Before Benoit Blanc, there was Brendan Frye.
At first glance, the teenaged gumshoe at the heart of Brick doesn’t share much with the gentleman sleuth from Knives Out, Glass Onion and the upcoming Wake Up Dead Man. Benoit Blanc (Daniel Craig) styles himself as a lost Agatha Christie character, while Brendan (Joseph Gordon-Levitt) is a jaded teen who spits Dashiell Hammett dialogue before starting fights he can’t win.
But dig deeper and you’ll find two detectives caught in cases that contort around their own genre conventions. Both, of course, are creations of Rian Johnson – the writer/director who induces either delight or unspeakable rage, depending on what type of nerd you are. And both Blanc and Brendan play their cards close to their chest and keep the audience guessing, even when they don’t know what the question is.
Brick is certainly an ambitious first film: a hard-boiled film noir, but set in a high school. The story begins with Brendan staring at the body of a young woman in a stormwater drain, her outstretched arm weighed down with blue plastic bangles. Cut to two days earlier, and that same arm slips a note into Brendan’s locker, pleading for help and dragging him back into the school’s drug ring.
A lesser film would wink at this gimmick, but Brick plays it completely straight: there’s a twisty plot, moody imagery, a femme fatale, two-bit thugs and a dapper dealer who styles himself as the local kingpin and is “old, like 26”. Rather than wet inner-city streets, Brick basks in the concrete grime of suburban California: carparks, vacant lots and rundown schools. The now-cliched film noir voiceover is absent, replaced with Gordon-Levitt’s magnetic performance as Brendan, a loner whose apathetic exterior hides the fact that he cares too deeply to let anything go.
While it doesn’t have the comic accents and mocking social commentary of Knives Out, Brick is also a deceptively funny film, thanks to Brendan’s bone-dry affect (he calmly takes his glasses off every time he’s about to get his ass handed to him) and the tension between the poker-faced plot and reality. When one of the film’s baddies, The Pin (Lukas Haas), arrives on the scene like an Orson Welles villain in a black cape, he’s still working out of his mum’s plywood walled basement. When Brendan reels off a list of tasks for an ally, they include “cover for me for first [period] – I’m gonna be a little late”.

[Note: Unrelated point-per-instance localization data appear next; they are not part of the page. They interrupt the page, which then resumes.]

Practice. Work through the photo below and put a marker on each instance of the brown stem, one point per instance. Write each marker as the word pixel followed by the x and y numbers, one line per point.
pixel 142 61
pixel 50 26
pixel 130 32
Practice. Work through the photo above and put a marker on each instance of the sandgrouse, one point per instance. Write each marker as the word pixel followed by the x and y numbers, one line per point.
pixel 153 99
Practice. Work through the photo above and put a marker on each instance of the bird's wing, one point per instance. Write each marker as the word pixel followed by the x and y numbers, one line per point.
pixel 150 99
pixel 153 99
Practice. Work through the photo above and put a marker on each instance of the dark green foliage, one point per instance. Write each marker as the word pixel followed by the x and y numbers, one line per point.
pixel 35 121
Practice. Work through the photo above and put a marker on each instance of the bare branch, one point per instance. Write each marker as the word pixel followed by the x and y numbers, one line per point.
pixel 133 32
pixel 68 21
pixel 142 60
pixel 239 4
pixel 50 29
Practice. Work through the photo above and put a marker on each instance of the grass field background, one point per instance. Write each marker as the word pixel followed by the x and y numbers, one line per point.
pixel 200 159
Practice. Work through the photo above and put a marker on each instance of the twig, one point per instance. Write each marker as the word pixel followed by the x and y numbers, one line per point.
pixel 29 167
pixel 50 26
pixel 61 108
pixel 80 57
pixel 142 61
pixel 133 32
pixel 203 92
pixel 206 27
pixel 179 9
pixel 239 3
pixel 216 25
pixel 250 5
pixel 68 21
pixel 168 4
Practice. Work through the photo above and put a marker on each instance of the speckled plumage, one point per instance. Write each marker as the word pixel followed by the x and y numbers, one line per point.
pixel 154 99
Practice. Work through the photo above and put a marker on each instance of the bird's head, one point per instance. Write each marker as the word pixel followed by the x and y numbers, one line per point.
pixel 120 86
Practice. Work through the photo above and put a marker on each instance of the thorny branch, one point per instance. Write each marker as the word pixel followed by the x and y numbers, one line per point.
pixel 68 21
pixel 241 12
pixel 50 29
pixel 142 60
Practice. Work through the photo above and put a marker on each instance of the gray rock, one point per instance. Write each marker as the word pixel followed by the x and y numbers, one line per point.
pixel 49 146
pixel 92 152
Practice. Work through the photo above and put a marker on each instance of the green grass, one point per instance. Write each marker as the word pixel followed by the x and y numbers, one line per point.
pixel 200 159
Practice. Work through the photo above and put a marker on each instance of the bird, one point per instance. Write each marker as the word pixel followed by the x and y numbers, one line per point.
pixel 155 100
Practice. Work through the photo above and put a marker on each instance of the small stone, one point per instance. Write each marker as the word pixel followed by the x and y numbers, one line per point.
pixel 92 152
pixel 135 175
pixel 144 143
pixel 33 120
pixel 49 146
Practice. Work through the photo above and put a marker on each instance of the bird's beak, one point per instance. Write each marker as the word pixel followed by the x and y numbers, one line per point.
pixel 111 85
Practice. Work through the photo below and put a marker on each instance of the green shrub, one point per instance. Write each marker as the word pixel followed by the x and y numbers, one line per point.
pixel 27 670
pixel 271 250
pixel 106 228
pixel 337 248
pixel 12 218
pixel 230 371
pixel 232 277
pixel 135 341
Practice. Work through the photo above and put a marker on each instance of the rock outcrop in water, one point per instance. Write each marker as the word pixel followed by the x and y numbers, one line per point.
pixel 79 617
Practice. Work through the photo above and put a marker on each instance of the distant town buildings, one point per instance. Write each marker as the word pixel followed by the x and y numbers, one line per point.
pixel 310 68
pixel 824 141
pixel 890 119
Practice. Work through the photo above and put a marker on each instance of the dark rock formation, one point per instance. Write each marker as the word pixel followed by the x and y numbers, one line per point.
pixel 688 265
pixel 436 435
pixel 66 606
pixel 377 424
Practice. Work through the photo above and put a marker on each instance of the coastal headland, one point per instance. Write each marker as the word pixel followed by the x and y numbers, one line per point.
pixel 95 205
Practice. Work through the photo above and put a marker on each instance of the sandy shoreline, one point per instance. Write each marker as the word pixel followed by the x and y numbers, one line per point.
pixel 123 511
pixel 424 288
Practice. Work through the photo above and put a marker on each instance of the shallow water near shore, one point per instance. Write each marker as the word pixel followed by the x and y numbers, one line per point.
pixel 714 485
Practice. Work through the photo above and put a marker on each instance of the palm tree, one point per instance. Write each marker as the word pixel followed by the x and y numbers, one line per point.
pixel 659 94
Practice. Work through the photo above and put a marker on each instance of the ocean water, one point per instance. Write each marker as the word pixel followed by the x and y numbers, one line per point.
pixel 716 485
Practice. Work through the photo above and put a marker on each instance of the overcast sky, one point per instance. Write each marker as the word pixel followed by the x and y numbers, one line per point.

As with many debut outings, Johnson struggled to get funding and made the film on a shoestring budget, relying on the talent of his friends (like cinematographer Steve Yedlin) and family (like composer Nathan Johnson). The lack of money forced them to be inventive – the score features half-filled wineglasses with a finger dragged over the rim, and Yedlin’s clever framing and low frame rates allow stunts they otherwise couldn’t afford. Low budget doesn’t mean low risk: scenes are lit with mirrors, trippy montages strangle the camera, and the dialogue is almost Shakespearean, rattling along rhythmically until a line punches you in the gut. It’s an incredibly confident take on one of cinema’s most established (and parodied) genres.
Much of the Brick team have stayed with Johnson throughout his career – Steve Yedlin and Nathan Johnson are both integral to the Knives Out series. But it would be selling Brick short to say it is only interesting as a precursor to later success: it’s an alluring, all-encompassing mystery that draws you under and holds you down.